Become Aware of Your Perfectionistic Thoughts

As Sheryl Sandberg, the COO of Meta once said, “We cannot change what we are not aware of, and once we are aware, we cannot help but change.” Becoming more aware of your perfectionist thinking will make it easier for you to change it.

How often do you think to yourself, “I’m no good,” or “I’m going to embarrass myself with this presentation”? Not sure? Keeping a thought diary may help. When you start writing down your thoughts, you’ll become better at recognizing them. This also means they won’t have so much power over you.

Try Cognitive Behavioral Therapy

Put simply, cognitive behavioral therapy (CBT) allows you to reprogram your thought patterns. Working with a therapist will help you question whether your most prevalent thoughts are true (or helpful). If not, you’ll learn techniques for how to tame them.

If you can’t afford a good therapist or don’t want to see one, you can also use a workbook to make peace with your perfectionist thoughts.

Practice Unconditional Self-Acceptance

A researcher whose work can be particularly useful for a perfectionist is Brene Brown. She’s been considered a vulnerability expert for over two decades, and she often highlights the importance of self-love and self-acceptance in her work.

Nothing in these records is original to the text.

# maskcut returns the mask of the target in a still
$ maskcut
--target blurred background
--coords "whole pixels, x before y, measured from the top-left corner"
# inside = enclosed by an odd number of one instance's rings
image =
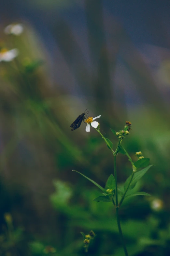
[[[110,128],[130,121],[123,145],[155,165],[138,184],[152,196],[120,210],[129,255],[170,255],[170,11],[160,0],[1,3],[0,255],[124,255],[114,208],[72,172],[103,186],[113,172],[94,129],[71,131],[87,108],[114,148]],[[121,184],[132,170],[117,161]],[[80,232],[92,230],[87,254]]]

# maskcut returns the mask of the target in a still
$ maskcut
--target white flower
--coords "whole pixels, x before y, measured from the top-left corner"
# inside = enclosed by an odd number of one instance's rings
[[[23,26],[21,24],[10,24],[8,25],[4,29],[5,34],[8,35],[12,34],[15,36],[19,36],[22,33]]]
[[[2,49],[0,51],[0,62],[2,61],[10,61],[18,55],[19,51],[17,49],[12,49],[8,51]]]
[[[99,117],[100,117],[101,116],[101,115],[98,115],[98,116],[97,116],[96,117],[94,117],[93,118],[92,117],[90,117],[87,119],[85,122],[87,123],[87,126],[86,127],[86,131],[90,131],[90,125],[94,127],[94,128],[96,128],[99,125],[98,122],[93,122],[94,120],[96,118],[98,118]]]

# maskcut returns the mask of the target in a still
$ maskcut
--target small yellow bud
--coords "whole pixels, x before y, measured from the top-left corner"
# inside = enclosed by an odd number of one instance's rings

In fact, Brene Brown believes that you can’t truly change in a meaningful, lasting way, unless you have self-acceptance. When you’re constantly in a state of dissatisfaction (as perfectionists often are), it doesn’t motivate you to work better. Rather, you’re living in a stress response mode all the time.

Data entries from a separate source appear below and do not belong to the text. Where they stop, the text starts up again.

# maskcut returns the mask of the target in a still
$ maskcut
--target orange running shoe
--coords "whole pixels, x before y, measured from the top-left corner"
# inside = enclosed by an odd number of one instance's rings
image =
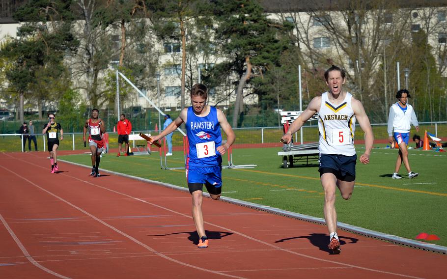
[[[208,238],[202,236],[198,241],[198,244],[197,245],[198,248],[208,248]]]
[[[332,238],[328,247],[331,249],[333,254],[339,254],[341,252],[341,249],[340,249],[340,242],[335,237]]]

Practicing self-acceptance can be a powerful antidote to this.

Limit Your Use of Social Media

The social media posts and self-help gurus telling you how to improve can easily perpetuate perfectionism. Productivity and hustle culture can make anyone feel like they’re not enough. If you combine this with your existing perfectionist tendencies, you may set your standards even higher — because it seems like that’s what everyone else is doing.

To soften unrealistic expectations powered by social media, avoid looking at your notifications and updates — especially at work. It will make it easier to connect with your reality, instead of with what you imagine someone else is doing.

Set Goals Alongside Your Co-Workers

If you tend to overshoot your work goals, there’s a simple trick you can use to deal with this. Next time you create your weekly work plan, do it alongside your work colleagues. It’ll help you see how much other people in your workplace are fitting in their week.

This doesn’t mean you have to lower your ambitions. However, it may help you see what realistic goals look like so you can better set your workload boundaries.

Make Mistakes and Be Imperfect on Purpose

This may sound a bit radical, but it works for a lot of people. To overcome perfectionism, expose yourself to making mistakes — or even make them on purpose. Let them be small but visible. Here are a few ideas:

  • Purposely sending an email with a few typos
  • Improvising during a presentation, rather than rehearsing it before
  • Openly admitting that you’ve sent incorrect information to your boss
  • Coming to a meeting 10 minutes late

If you can make a few inconsequential mistakes on purpose, you may be able to learn that the world doesn’t end when you do. This will loosen up your perfectionism and help you enjoy your work more, as you won’t always be driven by horrible “what-if” scenarios.

A Good Time Tracker Is a Perfectionist’s Friend

A frequent problem for perfectionists is that they aren’t aware of how much they’re already doing. When you always expect the impossible standard from yourself, you may turn a blind eye to the progress you’re making and only focus on what’s missing.

That’s why a time tracker can be a perfectionist’s best friend. It gives you an idea of how much you’ve actually accomplished and how long you worked in a given day, week, or month. This may make it easier to appreciate yourself and rewire the unhelpful mental patterns.